Ia menegaskan langkah memberikan satu alokasi disiplin untuk tuan rumah harus dilakukan IFSC untuk memberi kesempatan bagi semua negara terlibat menyelenggarakan World Cup. Hal ini dilakukan sebagai langkah sosialisasi agar sport climbing lebih dikenal di seluruh benua.
“Kami butuh lebih mengenalkan sport climbing ke semua kontinental. Pembinaan sport climbing di Eropa sudah terbentuk, disusul Asia. Oseania, Afrika, dan Amerika masih terlalu sedikit,” tutur Marco.

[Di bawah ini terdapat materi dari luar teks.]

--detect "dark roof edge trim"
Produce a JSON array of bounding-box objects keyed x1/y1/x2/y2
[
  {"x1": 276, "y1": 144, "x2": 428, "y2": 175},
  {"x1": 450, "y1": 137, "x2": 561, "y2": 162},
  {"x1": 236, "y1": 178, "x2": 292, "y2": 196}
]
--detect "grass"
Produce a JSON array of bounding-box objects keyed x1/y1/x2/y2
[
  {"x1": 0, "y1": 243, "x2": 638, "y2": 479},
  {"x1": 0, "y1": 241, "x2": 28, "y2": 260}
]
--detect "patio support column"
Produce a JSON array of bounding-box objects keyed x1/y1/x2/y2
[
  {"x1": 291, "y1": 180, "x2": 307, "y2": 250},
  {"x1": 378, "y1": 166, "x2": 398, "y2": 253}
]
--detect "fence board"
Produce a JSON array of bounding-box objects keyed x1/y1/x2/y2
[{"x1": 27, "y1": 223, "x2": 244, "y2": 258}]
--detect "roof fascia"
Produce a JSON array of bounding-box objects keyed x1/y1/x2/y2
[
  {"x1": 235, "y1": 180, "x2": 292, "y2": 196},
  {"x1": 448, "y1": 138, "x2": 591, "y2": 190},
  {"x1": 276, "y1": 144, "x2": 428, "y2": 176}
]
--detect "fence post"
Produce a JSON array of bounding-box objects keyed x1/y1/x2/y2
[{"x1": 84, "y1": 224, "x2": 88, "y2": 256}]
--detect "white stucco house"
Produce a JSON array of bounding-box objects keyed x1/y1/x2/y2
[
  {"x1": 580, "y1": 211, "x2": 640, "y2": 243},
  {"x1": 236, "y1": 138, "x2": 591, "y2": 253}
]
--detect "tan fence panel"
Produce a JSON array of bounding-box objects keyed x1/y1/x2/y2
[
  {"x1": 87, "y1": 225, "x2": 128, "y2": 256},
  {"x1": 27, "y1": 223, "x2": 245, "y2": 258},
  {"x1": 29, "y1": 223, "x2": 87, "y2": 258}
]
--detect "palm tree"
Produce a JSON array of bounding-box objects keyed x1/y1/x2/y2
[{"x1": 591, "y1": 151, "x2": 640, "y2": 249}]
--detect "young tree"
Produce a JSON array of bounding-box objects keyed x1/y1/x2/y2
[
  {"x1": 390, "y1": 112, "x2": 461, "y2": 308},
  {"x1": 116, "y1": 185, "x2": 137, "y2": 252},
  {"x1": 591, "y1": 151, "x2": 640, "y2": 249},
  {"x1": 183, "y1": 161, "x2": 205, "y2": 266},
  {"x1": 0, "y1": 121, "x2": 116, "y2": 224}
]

“Ini perlu kami lakukan agar lebih banyak yang terlibat. Olimpiade 2020 Tokyo, sport climbing mempertandingkan dua nomor kombinasi (speed, lead, bouldering) putra dan putri. Olimpiade Paris 2024 akan mempertandingkan empat nomor, speed serta kombinasi lead dan boldering. Kami sudah masuk sport program Olimpiade Los Angeles 2028 dan kini target kami adalah dipertandingkannya enam nomor, yaitu speed, lead, dan bouldering,” paparnya.
Okto mengapresiasi langkah IFSC untuk menyosialisasikan sport climbing. Apalagi, permintaan agar Indonesia tetap menjadi tuan rumah World Cup langsung disanggupi oleh Marco. Sebagai informasi, World Cup 2023 Series Jakarta rencananya akan menjadi tur ketiga dan akan diselenggarakan pada 6-7 Mei.
“Terkait Climbing World Cup 2022, saya pribadi bangga karena FPTI bisa menyelenggarakannya. Apalagi sebagai pengalaman pertama. First experience itu pasti sulit dilupakan, tapi gak pernah sempurna. Dari situ bisa belajar, diperbaiki lagi di semua lini bisa baik lagi dari terbaik karena kini kita sudah pasti diberikan kepercayaan lagi untuk tahun depan,” ujar Okto.
“Dengan banyaknya sport climbing di Indonesia dan kualitas atlet yang kita miliki, saya optimistis Indonesia bisa mendapat medali emas di Olimpiade Paris. Saya suka semangat Marco yang ingin mendorong agar sport climbing ini bisa merata, tak sekadar didominasi satu benua saja.”tandasnya.